For me, the best way to do it is this:

def custom_weighted_binary_crossentropy(zero_weight, one_weight):

    def weighted_binary_crossentropy(y_true, y_pred):
        y_true = K.cast(y_true, dtype=tf.float32)

        epsilon = tf.keras.backend.epsilon()
        y_pred = tf.clip_by_value(y_pred, epsilon, 1. - epsilon)

        # Compute cross entropy from probabilities.
        bce = y_true * tf.math.log(y_pred + epsilon)
        bce += (1 - y_true) * tf.math.log(1 - y_pred + epsilon)
        bce = -bce

        # Apply the weights to each class individually
        weight_vector = y_true * one_weight + (1. - y_true) * zero_weight
        weighted_bce = weight_vector * bce

        # Return the mean error
        return tf.reduce_mean(weighted_bce)
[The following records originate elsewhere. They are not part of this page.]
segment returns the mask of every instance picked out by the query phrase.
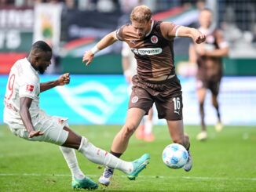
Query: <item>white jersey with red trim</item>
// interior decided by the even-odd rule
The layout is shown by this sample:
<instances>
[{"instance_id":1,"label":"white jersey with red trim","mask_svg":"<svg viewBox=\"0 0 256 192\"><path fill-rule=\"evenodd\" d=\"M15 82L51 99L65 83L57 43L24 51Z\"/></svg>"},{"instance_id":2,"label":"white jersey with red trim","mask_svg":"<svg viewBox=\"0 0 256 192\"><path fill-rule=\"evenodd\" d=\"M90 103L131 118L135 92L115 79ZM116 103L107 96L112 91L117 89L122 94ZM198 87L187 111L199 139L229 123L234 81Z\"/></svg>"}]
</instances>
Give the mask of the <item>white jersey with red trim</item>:
<instances>
[{"instance_id":1,"label":"white jersey with red trim","mask_svg":"<svg viewBox=\"0 0 256 192\"><path fill-rule=\"evenodd\" d=\"M20 115L20 99L33 99L29 112L32 123L38 118L39 108L40 81L38 72L27 58L17 60L11 68L4 100L4 122L20 129L24 127Z\"/></svg>"}]
</instances>

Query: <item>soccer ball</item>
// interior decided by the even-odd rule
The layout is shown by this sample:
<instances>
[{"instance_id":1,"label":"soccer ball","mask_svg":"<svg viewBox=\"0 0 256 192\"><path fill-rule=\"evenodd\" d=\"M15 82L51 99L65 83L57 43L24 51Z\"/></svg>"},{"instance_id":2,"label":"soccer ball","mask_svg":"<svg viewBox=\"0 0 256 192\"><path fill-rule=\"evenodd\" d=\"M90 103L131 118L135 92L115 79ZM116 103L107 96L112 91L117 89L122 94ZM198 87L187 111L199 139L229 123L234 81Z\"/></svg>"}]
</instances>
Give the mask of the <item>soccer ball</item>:
<instances>
[{"instance_id":1,"label":"soccer ball","mask_svg":"<svg viewBox=\"0 0 256 192\"><path fill-rule=\"evenodd\" d=\"M182 168L188 161L187 150L180 144L172 143L166 146L163 151L163 161L169 168Z\"/></svg>"}]
</instances>

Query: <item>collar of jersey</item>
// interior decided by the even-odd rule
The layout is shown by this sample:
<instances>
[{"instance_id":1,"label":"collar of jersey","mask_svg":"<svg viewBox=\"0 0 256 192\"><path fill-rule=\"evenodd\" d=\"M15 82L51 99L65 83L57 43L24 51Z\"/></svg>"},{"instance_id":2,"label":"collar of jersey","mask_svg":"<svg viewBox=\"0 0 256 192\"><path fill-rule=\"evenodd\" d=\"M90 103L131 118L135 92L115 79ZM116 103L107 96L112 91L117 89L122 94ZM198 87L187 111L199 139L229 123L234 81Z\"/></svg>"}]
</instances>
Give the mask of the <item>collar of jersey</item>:
<instances>
[{"instance_id":1,"label":"collar of jersey","mask_svg":"<svg viewBox=\"0 0 256 192\"><path fill-rule=\"evenodd\" d=\"M151 31L152 31L153 26L154 26L154 20L152 20L152 22L151 23L150 31L148 33L146 34L146 37L148 37L149 35L149 34L151 33Z\"/></svg>"}]
</instances>

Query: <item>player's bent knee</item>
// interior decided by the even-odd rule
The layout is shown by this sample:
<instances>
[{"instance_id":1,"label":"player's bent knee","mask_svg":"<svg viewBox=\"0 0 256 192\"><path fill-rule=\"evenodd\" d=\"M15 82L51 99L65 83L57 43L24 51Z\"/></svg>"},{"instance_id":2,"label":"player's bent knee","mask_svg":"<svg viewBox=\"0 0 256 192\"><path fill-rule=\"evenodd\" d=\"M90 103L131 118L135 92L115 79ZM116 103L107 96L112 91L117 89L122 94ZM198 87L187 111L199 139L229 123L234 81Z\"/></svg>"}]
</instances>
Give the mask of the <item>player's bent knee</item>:
<instances>
[{"instance_id":1,"label":"player's bent knee","mask_svg":"<svg viewBox=\"0 0 256 192\"><path fill-rule=\"evenodd\" d=\"M136 130L137 127L133 124L126 124L124 125L124 134L126 136L130 136Z\"/></svg>"}]
</instances>

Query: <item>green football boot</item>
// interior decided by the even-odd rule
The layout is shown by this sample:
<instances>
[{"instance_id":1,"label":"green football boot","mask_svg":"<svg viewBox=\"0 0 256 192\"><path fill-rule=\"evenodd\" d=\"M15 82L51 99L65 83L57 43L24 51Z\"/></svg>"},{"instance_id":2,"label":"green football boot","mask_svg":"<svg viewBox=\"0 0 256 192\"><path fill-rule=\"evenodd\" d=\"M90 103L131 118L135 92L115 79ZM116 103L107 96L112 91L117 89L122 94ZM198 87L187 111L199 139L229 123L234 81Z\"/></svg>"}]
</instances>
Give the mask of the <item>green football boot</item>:
<instances>
[{"instance_id":1,"label":"green football boot","mask_svg":"<svg viewBox=\"0 0 256 192\"><path fill-rule=\"evenodd\" d=\"M149 163L150 156L148 154L144 154L140 158L133 161L133 171L127 174L127 177L130 180L135 180L136 177L137 177L138 174L146 168L147 165Z\"/></svg>"},{"instance_id":2,"label":"green football boot","mask_svg":"<svg viewBox=\"0 0 256 192\"><path fill-rule=\"evenodd\" d=\"M98 185L89 177L85 177L82 179L73 178L71 186L74 189L85 190L96 190L98 187Z\"/></svg>"}]
</instances>

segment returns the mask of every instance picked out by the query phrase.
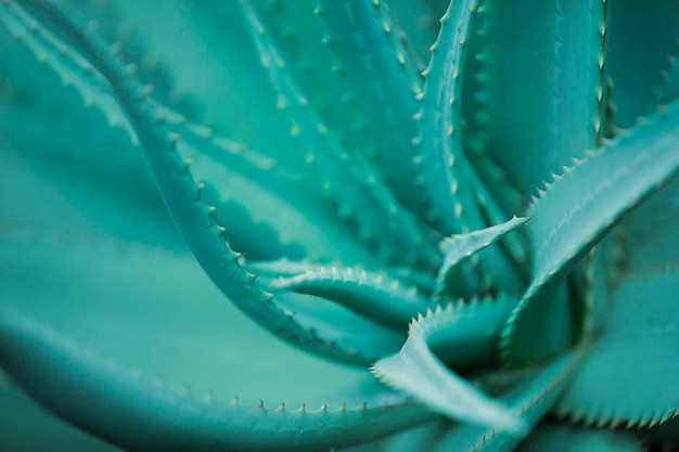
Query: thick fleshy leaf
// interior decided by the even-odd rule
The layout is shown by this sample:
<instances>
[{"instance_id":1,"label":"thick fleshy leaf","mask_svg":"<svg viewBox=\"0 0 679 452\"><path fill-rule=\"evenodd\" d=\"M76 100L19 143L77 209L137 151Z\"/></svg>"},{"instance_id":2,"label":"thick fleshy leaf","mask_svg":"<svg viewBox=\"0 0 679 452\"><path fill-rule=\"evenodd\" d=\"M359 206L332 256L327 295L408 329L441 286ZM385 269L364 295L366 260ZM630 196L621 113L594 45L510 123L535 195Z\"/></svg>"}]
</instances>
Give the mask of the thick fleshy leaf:
<instances>
[{"instance_id":1,"label":"thick fleshy leaf","mask_svg":"<svg viewBox=\"0 0 679 452\"><path fill-rule=\"evenodd\" d=\"M529 219L526 217L511 220L490 228L466 234L456 234L444 238L439 247L444 251L444 264L436 277L436 295L441 296L446 289L458 296L470 297L479 292L477 275L465 266L466 259L491 246L507 234L514 232ZM509 287L503 287L510 289Z\"/></svg>"},{"instance_id":2,"label":"thick fleshy leaf","mask_svg":"<svg viewBox=\"0 0 679 452\"><path fill-rule=\"evenodd\" d=\"M86 105L100 109L111 125L120 125L137 141L111 86L87 61L17 7L2 10L1 18L15 40L48 64L64 85L73 86ZM300 175L284 173L277 159L215 137L209 128L191 124L165 105L158 104L158 112L166 130L182 137L177 152L191 162L192 173L206 184L205 198L219 207L217 220L229 230L230 245L238 251L247 253L251 259L308 256L316 260L370 260L347 228L337 224L332 208L302 189ZM137 164L143 165L140 150L117 151L127 158L138 157ZM146 176L145 168L142 170ZM332 243L325 238L328 234L335 237Z\"/></svg>"},{"instance_id":3,"label":"thick fleshy leaf","mask_svg":"<svg viewBox=\"0 0 679 452\"><path fill-rule=\"evenodd\" d=\"M635 0L612 5L610 54L606 62L613 78L615 125L629 128L637 118L653 112L654 90L663 87L668 56L677 54L679 10L671 0L658 0L653 8ZM629 33L630 27L646 33ZM664 96L664 95L663 95ZM667 103L669 99L662 99Z\"/></svg>"},{"instance_id":4,"label":"thick fleshy leaf","mask_svg":"<svg viewBox=\"0 0 679 452\"><path fill-rule=\"evenodd\" d=\"M492 17L483 112L489 148L524 196L572 157L599 145L608 3L486 2Z\"/></svg>"},{"instance_id":5,"label":"thick fleshy leaf","mask_svg":"<svg viewBox=\"0 0 679 452\"><path fill-rule=\"evenodd\" d=\"M439 306L426 317L419 315L401 350L377 361L372 372L452 419L520 431L524 428L520 418L448 370L432 351L445 349L457 365L492 359L500 327L514 306L515 301L507 298L445 309Z\"/></svg>"},{"instance_id":6,"label":"thick fleshy leaf","mask_svg":"<svg viewBox=\"0 0 679 452\"><path fill-rule=\"evenodd\" d=\"M677 173L678 119L675 103L567 169L533 205L534 280L503 332L510 361L535 358L533 341L552 327L542 317L555 306L550 295L625 214Z\"/></svg>"},{"instance_id":7,"label":"thick fleshy leaf","mask_svg":"<svg viewBox=\"0 0 679 452\"><path fill-rule=\"evenodd\" d=\"M303 326L295 312L273 301L266 288L255 283L256 275L240 263L240 254L230 249L222 236L223 228L216 222L217 208L202 197L205 185L196 181L177 153L178 137L169 137L161 127L158 113L146 101L145 91L113 49L91 33L77 11L52 2L26 1L31 12L49 21L57 34L66 37L108 80L133 126L145 152L146 162L165 204L189 248L213 279L214 283L244 312L281 338L316 350L341 361L366 363L369 349L343 348L336 340L321 337L317 330ZM12 3L3 8L12 8ZM386 341L395 340L377 333ZM386 332L384 332L386 334ZM369 352L372 354L372 352Z\"/></svg>"},{"instance_id":8,"label":"thick fleshy leaf","mask_svg":"<svg viewBox=\"0 0 679 452\"><path fill-rule=\"evenodd\" d=\"M537 370L524 370L517 374L491 373L479 384L499 395L500 400L512 413L521 416L529 429L537 425L567 386L582 352L580 349L565 353ZM523 435L516 435L494 427L453 425L441 432L431 450L509 452L525 438L528 429Z\"/></svg>"},{"instance_id":9,"label":"thick fleshy leaf","mask_svg":"<svg viewBox=\"0 0 679 452\"><path fill-rule=\"evenodd\" d=\"M399 330L432 307L415 286L407 286L384 272L351 267L310 267L302 274L273 280L270 287L323 297Z\"/></svg>"},{"instance_id":10,"label":"thick fleshy leaf","mask_svg":"<svg viewBox=\"0 0 679 452\"><path fill-rule=\"evenodd\" d=\"M54 417L0 374L0 450L121 452Z\"/></svg>"},{"instance_id":11,"label":"thick fleshy leaf","mask_svg":"<svg viewBox=\"0 0 679 452\"><path fill-rule=\"evenodd\" d=\"M601 337L575 373L556 412L595 425L654 425L677 415L679 272L625 280ZM622 397L620 395L625 395Z\"/></svg>"},{"instance_id":12,"label":"thick fleshy leaf","mask_svg":"<svg viewBox=\"0 0 679 452\"><path fill-rule=\"evenodd\" d=\"M261 54L261 64L279 93L279 105L290 125L304 160L316 173L311 189L325 194L338 206L341 218L357 228L360 242L371 245L383 262L436 264L431 246L432 231L423 229L382 183L375 170L360 155L351 155L308 104L296 86L287 64L248 1L240 2L243 20ZM402 253L394 253L401 247Z\"/></svg>"},{"instance_id":13,"label":"thick fleshy leaf","mask_svg":"<svg viewBox=\"0 0 679 452\"><path fill-rule=\"evenodd\" d=\"M587 427L540 425L516 452L641 452L641 441L631 431L597 430Z\"/></svg>"},{"instance_id":14,"label":"thick fleshy leaf","mask_svg":"<svg viewBox=\"0 0 679 452\"><path fill-rule=\"evenodd\" d=\"M5 307L0 308L0 364L34 398L80 428L127 449L319 450L363 442L433 418L412 402L287 411L285 405L215 403L209 396L194 399L116 369ZM92 416L93 412L99 415ZM259 435L254 437L253 431Z\"/></svg>"}]
</instances>

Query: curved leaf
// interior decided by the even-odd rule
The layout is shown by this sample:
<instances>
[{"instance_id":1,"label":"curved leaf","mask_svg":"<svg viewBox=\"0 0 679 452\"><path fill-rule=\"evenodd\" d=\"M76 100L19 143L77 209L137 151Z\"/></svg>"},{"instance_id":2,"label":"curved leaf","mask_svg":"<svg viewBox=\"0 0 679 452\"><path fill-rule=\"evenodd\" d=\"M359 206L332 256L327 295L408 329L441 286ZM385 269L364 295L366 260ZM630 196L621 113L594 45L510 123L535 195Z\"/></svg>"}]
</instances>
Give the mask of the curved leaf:
<instances>
[{"instance_id":1,"label":"curved leaf","mask_svg":"<svg viewBox=\"0 0 679 452\"><path fill-rule=\"evenodd\" d=\"M513 306L511 300L503 299L458 307L449 305L445 310L437 307L435 312L430 311L425 318L419 315L410 325L408 340L398 354L377 361L371 370L382 382L414 396L448 417L521 431L524 425L520 418L449 371L431 350L436 346L445 347L460 364L465 360L487 360L488 349L494 349L497 333Z\"/></svg>"}]
</instances>

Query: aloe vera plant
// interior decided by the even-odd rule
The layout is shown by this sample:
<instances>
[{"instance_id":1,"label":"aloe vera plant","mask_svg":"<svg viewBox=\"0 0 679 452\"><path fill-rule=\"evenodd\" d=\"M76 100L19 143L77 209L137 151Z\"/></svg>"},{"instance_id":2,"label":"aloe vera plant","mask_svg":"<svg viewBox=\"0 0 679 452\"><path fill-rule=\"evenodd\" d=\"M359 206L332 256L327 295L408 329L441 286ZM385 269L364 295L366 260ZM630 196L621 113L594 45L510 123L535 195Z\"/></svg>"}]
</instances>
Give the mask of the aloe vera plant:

    return weighted_binary_crossentropy
3
Cheng Yang On

I think using class weight in model.fit is not correct. {0:0.11, 1:0.89}, 0 here is the index, not the 0 class. Keras Documentation: https://keras.io/models/sequential/ class_weight: Optional dictionary mapping class indices (integers) to a weight (float) value, used for weighting the loss function (during training only). This can be useful to tell the model to "pay more attention" to samples from an under-represented class.